In an address to the nation, Taoiseach Micheál Martin said: “The evidence is clear and incontrovertible – your effort and your sacrifice has saved lives.
“Because of the effort of our vaccination team and because you have stepped up to the mark and taken the vaccine when it was offered, we are now entering a whole new phase of the pandemic.”
Adding in the caveat that “If a new dangerous variant of concern emerges or if our hospitals come under unsustainable pressure again, we will move quickly to respond to the situation,” the Taoiseach outlined the proposed roadmap for reopening over the coming months.
There are two key dates over the coming month – 6th Seotember, and 20th September.
On this date, live indoor music will be permitted including at weddings, at a 60% venue capacity. For outdoor events, the capacity limit is 75%. All attendees must be seated for such events. All religious ceremonies will also be allowed to proceed with 50% of venue capacity, regardless of immunity status of attendees.

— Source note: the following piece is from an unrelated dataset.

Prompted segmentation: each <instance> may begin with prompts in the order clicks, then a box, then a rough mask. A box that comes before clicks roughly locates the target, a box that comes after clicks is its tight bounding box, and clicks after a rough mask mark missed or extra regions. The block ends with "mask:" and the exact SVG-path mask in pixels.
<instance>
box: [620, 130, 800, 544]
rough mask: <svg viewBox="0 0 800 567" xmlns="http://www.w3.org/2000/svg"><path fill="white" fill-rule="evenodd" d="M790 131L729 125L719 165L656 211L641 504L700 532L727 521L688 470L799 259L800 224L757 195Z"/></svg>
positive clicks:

On this date, organised indoor group activities (e.g. sports, arts, and dance classes) can take place with up to 100 people where all attendees are ivaccinated. In situations of attendance by mixed immunity patrons, pods of up to six participants will be allowed. Restrictions on outdoor group activities will be removed, and offices will be allowed reopen on a phased and staggered attendance basis.
There is a longer term goal of 22nd October, whereby final restrictions (e.g. those for physical distancing, indoor mask wearing, attendance restrictions for events) will be fully lifted. It is on this date that late bars and nightclubs will be allowed to reopen.

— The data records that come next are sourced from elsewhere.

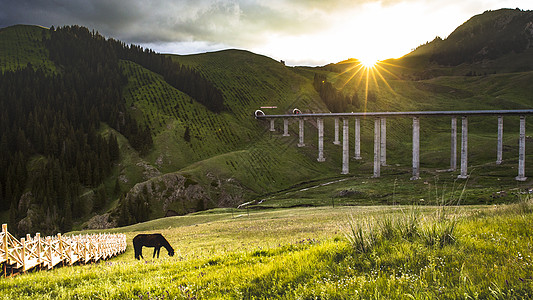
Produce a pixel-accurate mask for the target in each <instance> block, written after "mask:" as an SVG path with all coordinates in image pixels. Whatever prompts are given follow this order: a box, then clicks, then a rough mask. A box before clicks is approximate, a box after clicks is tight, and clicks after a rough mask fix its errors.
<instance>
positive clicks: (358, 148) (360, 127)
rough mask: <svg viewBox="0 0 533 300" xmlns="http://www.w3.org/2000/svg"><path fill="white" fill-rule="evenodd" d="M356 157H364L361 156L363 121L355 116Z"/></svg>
mask: <svg viewBox="0 0 533 300" xmlns="http://www.w3.org/2000/svg"><path fill="white" fill-rule="evenodd" d="M354 158H355V159H362V157H361V121H360V119H359V118H355V156H354Z"/></svg>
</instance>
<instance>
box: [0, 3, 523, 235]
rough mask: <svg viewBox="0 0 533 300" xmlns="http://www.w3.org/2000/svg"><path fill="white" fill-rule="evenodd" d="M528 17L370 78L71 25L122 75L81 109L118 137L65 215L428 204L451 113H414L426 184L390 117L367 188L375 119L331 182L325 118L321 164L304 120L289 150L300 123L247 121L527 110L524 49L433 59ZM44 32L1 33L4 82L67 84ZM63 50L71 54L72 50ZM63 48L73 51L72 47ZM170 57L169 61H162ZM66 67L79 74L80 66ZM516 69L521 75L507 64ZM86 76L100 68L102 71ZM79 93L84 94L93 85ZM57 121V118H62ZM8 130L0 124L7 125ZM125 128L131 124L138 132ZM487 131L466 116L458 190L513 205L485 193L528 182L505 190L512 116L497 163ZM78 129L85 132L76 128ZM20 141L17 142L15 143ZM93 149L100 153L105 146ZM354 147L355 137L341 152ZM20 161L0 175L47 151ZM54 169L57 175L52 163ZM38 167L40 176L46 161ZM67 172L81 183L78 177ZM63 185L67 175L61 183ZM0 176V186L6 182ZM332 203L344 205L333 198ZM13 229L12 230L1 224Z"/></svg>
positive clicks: (23, 192)
mask: <svg viewBox="0 0 533 300" xmlns="http://www.w3.org/2000/svg"><path fill="white" fill-rule="evenodd" d="M502 16H503V17H502ZM530 17H531V12H523V11H516V10H503V11H496V12H486V13H484V14H483V15H481V16H476V17H474V18H472V20H470V21H468V22H466V23H465V24H463V25H462V26H461V27H459V28H458V29H457V30H456V32H454V33H453V34H452V35H450V37H448V38H447V39H445V40H442V39H436V40H434V41H432V42H430V43H428V44H426V45H423V46H421V47H419V48H418V49H416V50H415V51H413V52H412V53H411V54H409V55H406V56H405V57H403V58H401V59H397V60H388V61H384V62H381V63H380V64H378V66H377V67H376V68H375V69H374V70H372V71H370V72H368V73H367V72H366V71H364V70H361V69H360V67H359V66H358V64H359V62H358V61H357V60H347V61H343V62H340V63H337V64H330V65H327V66H324V67H318V68H309V67H287V66H285V65H283V64H282V63H280V62H278V61H275V60H273V59H270V58H268V57H265V56H261V55H257V54H254V53H251V52H248V51H242V50H225V51H218V52H212V53H204V54H197V55H165V56H162V55H157V54H155V53H151V52H147V51H144V50H142V49H138V48H135V47H129V46H125V45H122V44H120V42H117V41H106V40H105V39H104V38H101V37H99V36H98V35H97V34H96V35H95V34H94V32H93V33H92V34H91V33H90V32H89V31H88V30H86V31H83V29H79V28H74V29H72V30H74V31H75V30H81V32H83V33H84V34H86V37H85V38H86V40H85V41H86V42H87V43H88V45H89V46H88V47H95V48H97V49H99V50H100V52H97V53H109V52H112V53H115V54H114V55H111V56H109V55H107V56H106V57H107V58H106V62H105V63H102V65H103V66H105V67H106V68H108V69H109V70H119V72H120V74H114V73H113V75H109V76H114V77H113V80H115V81H113V82H116V83H117V84H118V83H120V86H119V87H118V88H119V90H112V91H113V92H110V93H112V94H113V95H109V93H107V94H108V96H109V97H111V98H113V97H114V98H113V99H115V100H116V101H118V102H117V103H118V104H116V107H113V108H112V109H111V110H112V111H109V109H107V110H106V108H105V107H106V106H105V105H104V104H105V101H104V104H100V105H101V106H102V107H103V108H102V111H101V112H92V111H91V110H90V109H89V110H88V111H87V112H86V116H87V118H88V119H90V120H91V122H96V121H98V123H99V124H100V125H98V128H94V130H95V131H94V132H93V131H92V129H89V131H90V133H87V134H89V135H91V134H93V133H97V134H98V135H99V136H102V137H105V139H107V140H109V141H112V137H116V139H117V141H118V147H119V148H120V155H119V157H118V158H117V159H116V160H115V161H112V162H110V166H111V167H110V168H109V170H107V171H104V170H100V169H102V168H103V167H102V166H99V167H97V168H100V169H98V171H94V170H95V168H96V167H95V166H94V164H93V163H88V164H82V166H83V168H84V170H85V169H91V168H93V171H92V172H93V173H90V174H89V175H87V178H80V187H79V190H77V194H76V195H72V197H73V198H72V200H70V201H72V204H68V205H73V207H75V206H76V205H78V206H77V207H78V209H77V211H74V209H73V212H75V213H76V214H75V215H74V216H75V219H76V220H75V221H74V222H73V224H72V226H73V227H74V228H84V227H86V226H89V227H102V226H104V227H105V226H116V225H126V224H131V223H134V222H140V221H146V220H148V219H154V218H160V217H164V216H168V215H182V214H187V213H191V212H195V211H198V210H206V209H211V208H216V207H232V208H235V207H237V206H239V205H241V204H243V203H246V202H250V201H253V202H252V203H253V204H254V206H253V207H256V208H264V207H292V206H309V205H318V206H319V205H330V204H331V203H337V204H341V205H342V204H345V205H367V204H377V203H389V204H392V203H395V202H401V203H412V202H415V201H419V199H421V198H425V199H426V200H425V201H432V203H435V202H437V201H438V198H439V197H437V196H434V193H432V192H431V191H430V189H431V184H432V183H434V185H436V184H437V182H438V184H439V185H445V186H447V187H450V190H449V191H448V190H447V191H446V192H443V193H452V192H455V191H451V190H452V188H451V187H452V186H454V185H455V184H456V183H455V182H454V181H455V178H456V176H457V173H453V172H451V173H450V172H441V171H440V170H445V169H447V168H449V155H450V153H449V149H450V137H449V131H450V124H449V122H450V121H449V118H422V120H421V167H422V177H423V178H422V180H420V181H417V182H411V181H409V180H408V179H409V177H410V171H411V170H410V168H411V144H410V143H411V120H410V119H407V118H406V119H401V118H398V119H394V118H391V119H388V120H387V124H388V131H387V138H388V140H387V162H388V164H389V166H387V167H384V168H382V178H381V179H370V178H369V177H370V176H371V175H372V166H373V161H372V159H373V120H372V119H370V118H365V119H363V120H362V124H361V126H362V127H361V128H362V155H363V160H360V161H355V160H353V159H352V160H351V162H350V174H349V175H340V169H341V150H342V149H341V147H340V146H337V145H333V143H332V141H333V120H330V119H327V120H326V124H325V126H326V136H325V143H324V144H325V156H326V162H324V163H318V162H317V161H316V158H317V130H316V124H315V122H314V121H313V120H308V121H306V122H305V144H306V146H305V147H302V148H299V147H297V143H298V123H296V122H291V124H290V126H289V133H290V136H289V137H283V136H282V130H283V128H282V121H281V120H276V131H275V132H270V131H269V124H268V123H267V122H263V121H258V120H256V119H255V118H254V117H253V112H254V111H255V110H256V109H259V108H260V107H261V106H275V107H277V108H276V109H264V111H265V113H267V114H283V113H289V112H290V111H291V110H292V109H293V108H299V109H301V110H302V111H303V112H329V110H328V107H330V108H331V103H328V101H331V99H341V100H339V101H345V103H344V104H345V105H344V106H339V107H344V111H416V110H469V109H520V108H530V107H531V99H530V95H531V94H532V93H533V87H532V86H531V84H530V82H532V80H533V71H532V70H533V67H531V68H530V67H529V66H530V64H529V63H530V61H533V58H532V57H533V55H532V52H531V51H533V50H532V49H533V48H525V49H522V48H520V49H522V50H520V51H518V50H517V49H518V48H516V49H514V50H513V49H511V51H507V52H505V51H501V52H499V54H498V55H495V56H490V57H484V58H483V59H482V60H477V57H478V56H475V55H473V56H470V57H471V58H468V57H467V56H464V57H465V61H463V62H461V63H459V64H455V63H454V64H451V63H447V64H444V63H442V62H441V59H443V57H448V56H446V55H448V54H450V53H452V52H453V49H457V48H458V47H459V48H461V47H463V48H465V47H466V48H468V49H474V48H475V49H478V48H476V47H479V46H480V45H481V46H482V48H483V47H485V46H483V45H482V44H483V41H487V45H486V46H487V47H492V46H494V45H495V42H496V41H497V40H495V39H496V38H499V37H502V38H503V36H509V35H508V34H505V31H504V32H503V33H501V34H500V35H498V36H495V37H494V39H488V38H484V36H485V35H484V34H485V33H486V28H493V27H494V26H496V25H494V24H500V23H501V21H498V20H500V19H501V18H504V19H505V20H508V21H507V23H505V24H507V25H509V24H510V25H509V26H507V27H509V28H511V29H513V28H514V29H516V28H523V27H524V26H526V25H524V24H527V22H528V20H529V18H530ZM509 20H510V21H509ZM524 22H526V23H524ZM487 24H488V25H487ZM491 24H492V25H491ZM489 25H490V26H493V27H490V26H489ZM511 25H512V26H511ZM487 26H488V27H487ZM479 28H481V29H479ZM482 29H483V30H482ZM514 29H513V30H514ZM516 30H518V29H516ZM520 30H522V29H520ZM465 32H467V33H469V34H470V33H472V34H479V35H480V37H479V38H478V39H475V40H472V41H471V44H468V43H467V42H466V41H465V39H464V38H461V36H464V35H465ZM520 32H522V31H520ZM526 33H527V32H526ZM50 36H51V34H50V31H48V30H47V29H45V28H41V27H34V26H14V27H9V28H4V29H0V69H1V70H2V71H3V72H5V74H11V73H9V72H12V71H16V72H22V71H21V70H23V69H24V68H26V67H27V66H28V64H31V65H32V66H33V67H34V69H36V70H42V71H39V72H43V74H48V75H42V76H49V77H50V76H70V75H68V74H70V73H69V72H72V71H70V69H69V68H70V67H69V65H68V63H69V61H68V60H64V61H61V60H60V59H59V58H58V57H57V56H58V55H59V56H61V54H60V53H54V52H52V53H51V52H50V50H49V49H56V50H55V51H57V52H63V51H65V53H67V52H69V51H70V52H74V53H76V52H75V51H82V50H80V49H77V50H75V51H74V50H67V49H64V50H62V49H59V50H58V49H57V48H52V47H58V45H62V44H53V43H52V42H51V41H50ZM519 38H520V40H525V39H527V38H529V36H527V35H526V36H524V35H519ZM517 39H518V38H517ZM62 42H63V43H65V45H68V42H69V41H68V40H67V41H63V40H62ZM56 43H57V42H56ZM52 44H53V45H52ZM454 45H455V46H454ZM467 46H468V47H467ZM474 46H475V47H474ZM519 46H520V47H521V46H523V45H522V44H519V45H518V46H517V47H519ZM69 47H73V48H72V49H76V46H72V45H70V46H69ZM466 48H465V49H466ZM102 49H103V50H102ZM117 49H118V50H117ZM461 49H462V48H461ZM494 49H497V48H494ZM113 51H114V52H113ZM478 52H479V51H478ZM80 53H81V52H80ZM453 53H455V52H453ZM476 53H477V52H476ZM437 54H438V55H437ZM445 54H446V55H445ZM474 54H475V53H474ZM95 55H97V54H95ZM115 55H116V56H115ZM439 55H441V56H439ZM74 57H75V58H76V56H74ZM95 57H97V56H95ZM95 57H92V55H91V57H87V58H83V57H82V58H81V59H87V61H89V63H87V64H88V68H89V69H91V64H93V63H94V62H92V61H91V59H95ZM450 57H451V56H450ZM167 58H168V59H169V60H165V59H167ZM76 59H78V58H76ZM169 61H170V62H172V63H175V66H176V68H177V67H179V68H181V69H185V68H187V70H186V72H197V73H198V74H199V76H201V78H203V79H205V80H206V81H207V82H208V83H209V84H210V85H212V86H213V87H214V88H216V89H217V90H218V91H220V93H221V95H222V97H223V106H224V108H223V109H222V110H220V111H213V109H211V108H209V106H208V105H206V103H202V101H199V99H196V98H195V96H194V95H191V93H190V92H189V94H188V93H187V92H186V89H184V88H180V87H179V86H177V85H176V84H175V83H172V82H171V81H170V80H169V79H168V78H169V77H168V74H167V73H168V69H164V68H165V67H167V68H168V65H169ZM158 63H160V65H158ZM115 64H116V67H115ZM72 65H73V66H76V63H73V64H72ZM78 65H79V63H78ZM517 66H521V67H520V68H518V69H517V68H516V67H517ZM108 69H106V70H108ZM94 70H95V72H100V70H99V69H98V68H94ZM107 72H111V73H112V72H113V71H107ZM111 73H110V74H111ZM38 74H41V73H38ZM52 74H54V75H52ZM95 74H98V73H95ZM191 74H192V73H191ZM40 76H41V75H40ZM317 76H320V77H317ZM118 77H120V78H118ZM50 78H52V77H50ZM74 78H76V77H74ZM317 78H324V79H325V81H327V82H328V84H329V83H330V84H331V87H332V88H333V89H334V90H330V91H329V92H330V94H329V95H326V94H323V93H322V94H321V92H320V91H319V90H318V89H317V85H316V79H317ZM76 80H77V79H76ZM81 82H83V80H81ZM204 84H205V83H204ZM107 88H109V89H110V90H111V89H112V88H117V87H116V86H115V85H114V84H110V85H109V87H107ZM87 89H89V94H88V95H89V96H90V95H92V94H91V93H93V92H97V91H98V89H99V87H89V88H87ZM92 89H94V91H92ZM99 92H100V93H101V92H102V91H99ZM78 93H79V94H78ZM77 96H80V97H81V92H80V91H72V90H71V89H68V88H65V92H63V94H62V96H61V97H65V98H68V97H73V99H76V97H77ZM116 97H121V98H120V99H118V98H116ZM324 97H329V98H328V99H325V98H324ZM88 98H89V99H90V97H88ZM115 100H113V101H115ZM108 114H109V116H108ZM60 115H65V113H64V112H61V113H60ZM97 115H99V118H98V117H97ZM25 122H26V121H24V124H26V123H25ZM128 122H129V123H128ZM4 123H5V124H8V123H7V121H4ZM50 123H53V122H50ZM56 123H59V122H56ZM91 124H92V123H91ZM126 124H130V125H127V126H130V127H131V126H133V127H131V128H132V129H129V127H128V129H125V126H126ZM131 124H134V125H131ZM135 124H138V129H137V125H135ZM2 126H4V127H5V128H6V129H5V130H9V132H13V133H10V134H12V135H13V136H15V139H16V138H17V136H16V133H17V131H16V130H15V129H13V128H11V127H13V125H2ZM10 126H11V127H10ZM352 126H353V123H352V125H350V131H351V133H350V136H352V135H353V129H352ZM496 126H497V124H496V119H495V118H487V117H473V118H471V120H470V131H469V153H470V157H469V167H470V170H471V171H472V174H473V175H474V176H472V178H471V179H470V180H469V182H468V185H469V186H468V188H469V189H471V190H472V192H471V193H470V195H471V198H470V199H469V200H467V202H468V203H494V202H497V201H504V200H505V201H514V200H516V197H515V196H511V193H509V196H508V197H506V198H505V199H496V200H495V199H494V198H493V197H491V196H492V195H493V194H495V193H496V192H498V191H500V190H507V191H511V190H512V191H514V192H516V191H517V190H518V189H521V188H527V187H528V186H529V182H525V183H520V184H517V183H516V181H514V176H516V164H517V159H518V154H517V153H518V151H517V149H518V144H517V139H518V118H515V117H509V118H507V117H506V119H505V127H504V128H505V139H504V148H505V152H504V164H503V166H495V165H494V163H493V162H494V161H495V156H496V154H495V152H496ZM530 126H531V122H530V121H528V128H529V127H530ZM4 127H2V128H3V129H2V130H4ZM56 127H57V130H58V131H57V132H61V128H60V126H57V124H54V128H56ZM85 127H87V126H85ZM85 127H83V128H82V129H83V130H85V129H86V128H85ZM89 127H90V126H89ZM143 128H145V129H143ZM82 129H80V130H82ZM58 134H59V133H58ZM146 134H149V135H150V139H151V141H149V142H152V143H149V142H147V139H146V136H145V135H146ZM27 135H30V134H28V133H27ZM2 140H3V141H4V142H3V143H4V144H5V145H6V147H5V148H1V149H9V148H10V147H11V146H7V145H9V143H8V141H9V140H10V138H9V137H8V136H6V137H2ZM21 140H22V141H24V138H21ZM91 140H94V139H89V142H90V141H91ZM107 140H106V141H107ZM56 143H57V142H56ZM95 143H96V145H100V144H98V143H97V142H95ZM110 143H111V142H110ZM19 144H20V145H22V144H23V143H22V144H21V143H19ZM530 144H531V140H530V139H528V145H527V146H526V149H527V153H526V155H527V157H528V158H527V160H529V159H530V157H531V156H532V154H533V152H531V150H529V149H531V145H530ZM20 145H19V146H20ZM54 147H56V148H57V150H55V152H60V151H59V149H60V148H59V147H57V146H54ZM95 147H96V146H95ZM99 147H100V148H101V149H104V150H105V149H108V148H106V147H107V146H104V147H102V146H101V145H100V146H99ZM353 147H354V141H353V139H352V140H351V141H350V149H353ZM52 148H53V147H52ZM100 148H99V149H100ZM6 151H7V150H6ZM73 151H74V150H73ZM106 151H107V150H106ZM352 151H353V150H351V152H352ZM104 152H105V151H104ZM51 153H54V151H52V152H51ZM17 155H19V154H17V153H16V151H13V154H12V157H14V158H15V159H19V158H20V157H19V156H20V155H19V156H17ZM24 155H28V160H27V161H28V163H27V164H26V165H25V166H22V165H20V164H19V165H20V166H17V165H16V164H15V166H14V167H11V168H6V169H9V172H6V174H8V173H9V174H19V173H23V169H25V170H26V171H27V172H28V174H29V175H28V178H31V176H33V175H32V173H34V172H33V171H36V170H35V166H39V164H35V163H33V164H31V163H29V162H36V161H45V162H53V161H54V160H53V159H52V158H50V157H47V156H46V155H44V154H43V153H38V152H36V153H24ZM99 155H100V156H101V155H102V154H99ZM106 155H107V154H106ZM61 157H62V156H61ZM92 157H93V158H94V157H98V156H94V155H93V156H92ZM43 158H44V160H43ZM21 161H24V160H22V159H21ZM4 163H5V164H6V165H7V164H8V162H4ZM60 165H61V164H58V166H57V167H58V168H61V166H60ZM79 165H80V164H79V163H78V166H79ZM526 167H527V168H526V174H531V170H533V169H531V167H530V166H529V165H527V164H526ZM40 168H45V165H44V164H43V166H40ZM73 170H74V171H72V172H77V173H78V174H83V175H84V173H82V172H80V170H79V168H78V169H73ZM60 171H61V170H60ZM58 172H59V171H58ZM97 175H98V176H97ZM76 176H77V175H76ZM84 176H85V175H84ZM60 177H63V178H65V179H64V180H66V178H67V177H69V176H65V175H61V176H60ZM6 178H7V177H6ZM0 179H2V180H4V179H3V178H2V177H0ZM76 179H77V178H76ZM5 180H6V181H5V182H0V184H1V185H0V203H2V204H3V205H2V206H1V207H3V208H4V211H3V212H2V213H1V214H0V216H3V219H4V220H3V221H7V219H9V220H11V221H13V220H15V221H17V222H20V221H21V220H22V219H24V218H26V221H25V222H26V223H25V224H28V223H27V222H28V218H29V219H30V220H31V217H29V216H30V215H31V213H30V212H31V210H32V205H22V206H21V205H18V204H19V203H20V202H21V201H22V200H21V199H26V198H21V197H20V196H17V197H15V198H13V196H12V195H26V197H28V195H27V193H28V192H29V191H33V186H32V185H33V182H35V180H33V181H32V180H29V179H28V181H27V182H25V183H19V184H18V185H17V186H16V187H17V191H16V192H13V191H12V190H11V189H12V187H11V186H15V185H14V184H13V183H12V181H7V179H5ZM332 182H334V183H332ZM331 183H332V184H331ZM461 184H462V183H461ZM8 186H9V188H8ZM341 194H342V195H346V194H348V195H349V196H348V197H340V198H339V197H338V196H339V195H341ZM421 195H423V196H421ZM426 195H427V196H426ZM8 196H9V197H8ZM10 197H11V198H10ZM36 197H38V196H36ZM29 199H32V198H31V197H29ZM54 199H55V200H54V201H59V202H61V199H63V198H62V196H61V195H55V194H54ZM37 200H38V199H37ZM25 201H30V202H32V201H34V200H25ZM43 201H45V200H43ZM46 201H49V200H46ZM76 203H77V204H76ZM80 203H85V204H83V205H81V204H80ZM87 203H89V204H87ZM80 205H81V206H80ZM10 206H11V208H13V207H16V208H15V210H16V213H13V211H14V210H13V209H9V211H10V212H11V213H9V212H8V210H7V209H8V208H9V207H10ZM81 207H84V208H83V209H82V208H81ZM50 214H52V215H53V213H50ZM47 216H48V215H47ZM40 218H45V217H44V216H40ZM98 220H100V221H98ZM102 220H103V221H102ZM36 222H37V219H35V220H33V224H35V223H36ZM29 224H32V223H31V222H30V223H29ZM37 224H38V222H37ZM65 224H66V225H62V226H67V225H68V222H67V223H65ZM10 228H14V227H13V226H11V225H10Z"/></svg>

The Licensed Vintners Association (LVA) believes the government’s decision to only permit live music with social distancing is contradictory and will delay the recovery of that sector.
Donall O’Keeffe, Chief Executive of the LVA, said: “We were surprised that the government took the decision to permit live music but then limit it to seated audiences. This seems a little contradictory. The practical impact of that is many hospitality businesses will unfortunately be slow and reluctant to commit to performers when everyone is restricted to their tables. Given that hospitality provides a significant number of the platforms available to live entertainment this will undoubtedly delay the recovery of that sector.”

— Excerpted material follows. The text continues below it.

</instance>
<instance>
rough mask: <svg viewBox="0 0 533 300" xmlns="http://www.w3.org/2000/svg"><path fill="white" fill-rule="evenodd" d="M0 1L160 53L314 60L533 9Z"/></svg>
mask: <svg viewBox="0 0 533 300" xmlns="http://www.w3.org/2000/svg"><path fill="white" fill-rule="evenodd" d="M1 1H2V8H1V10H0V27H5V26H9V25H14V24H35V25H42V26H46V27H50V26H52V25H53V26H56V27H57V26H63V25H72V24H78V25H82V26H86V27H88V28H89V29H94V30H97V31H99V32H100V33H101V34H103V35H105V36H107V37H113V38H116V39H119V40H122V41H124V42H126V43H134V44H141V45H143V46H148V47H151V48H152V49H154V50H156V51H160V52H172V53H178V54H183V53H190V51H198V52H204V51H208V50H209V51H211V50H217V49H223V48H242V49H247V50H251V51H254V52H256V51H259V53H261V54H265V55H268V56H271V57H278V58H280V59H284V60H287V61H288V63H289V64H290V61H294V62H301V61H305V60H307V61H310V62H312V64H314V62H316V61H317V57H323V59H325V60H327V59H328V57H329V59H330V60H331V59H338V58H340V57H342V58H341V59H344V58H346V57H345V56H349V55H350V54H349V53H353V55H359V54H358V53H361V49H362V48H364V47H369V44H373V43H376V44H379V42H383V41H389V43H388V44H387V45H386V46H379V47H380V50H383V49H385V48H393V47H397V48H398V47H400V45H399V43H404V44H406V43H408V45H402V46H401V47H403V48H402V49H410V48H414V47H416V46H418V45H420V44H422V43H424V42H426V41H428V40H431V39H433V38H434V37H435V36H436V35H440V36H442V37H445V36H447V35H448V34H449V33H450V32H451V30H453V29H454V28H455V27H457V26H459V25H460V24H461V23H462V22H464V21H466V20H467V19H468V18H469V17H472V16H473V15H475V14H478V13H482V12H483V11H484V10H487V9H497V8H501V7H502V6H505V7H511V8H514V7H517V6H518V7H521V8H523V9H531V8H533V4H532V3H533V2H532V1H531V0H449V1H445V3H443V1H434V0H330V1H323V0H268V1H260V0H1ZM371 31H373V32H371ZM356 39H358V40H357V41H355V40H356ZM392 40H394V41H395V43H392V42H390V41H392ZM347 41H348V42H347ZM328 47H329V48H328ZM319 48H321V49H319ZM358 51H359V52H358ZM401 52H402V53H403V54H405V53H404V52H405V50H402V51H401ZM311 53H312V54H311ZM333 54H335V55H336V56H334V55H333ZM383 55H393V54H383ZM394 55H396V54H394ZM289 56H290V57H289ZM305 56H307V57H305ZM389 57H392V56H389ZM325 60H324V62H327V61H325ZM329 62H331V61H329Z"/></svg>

Patricia Callan, Director of Drinks Ireland, which represents drinks manufacturers and suppliers said: “Currently the plan says that there will be no changes to the current arrangements in the hospitality sector ahead of October 22nd, but we would call for consideration to be given to relaxing some of these measures ahead of that date.
As vaccinations will continue to be necessary to enter venues between now and October 22nd, there is scope to allow for increased capacity in venues, removing social distancing requirements, and allowing activities that are prohibited like ordering and sitting at the bar counter. Additionally, we would call for the 11.30pm closure time to be extended.
“We welcome the return of live music in pubs, and the return of organised indoor and outdoor events from September 6th.”
Elaina Fitzgerald Kane, president of the Irish Hotels Federation (IHF), said: “We have a long road ahead of us, however, which means that continued government supports are critical in sustaining the livelihoods of Ireland’s 270,000 tourism community.”
The IHF president called for a firm commitment from the Government on the continuation of business and employment supports. “The supports to date have been very welcome and have been a lifeline for many businesses. However, it is essential that the government provides certainty around the supports into 2022 so that businesses, particularly those reliant on overseas visitors, can plan for their recovery as they face into the traditional off-peak tourist season, which in Ireland runs from September until May.”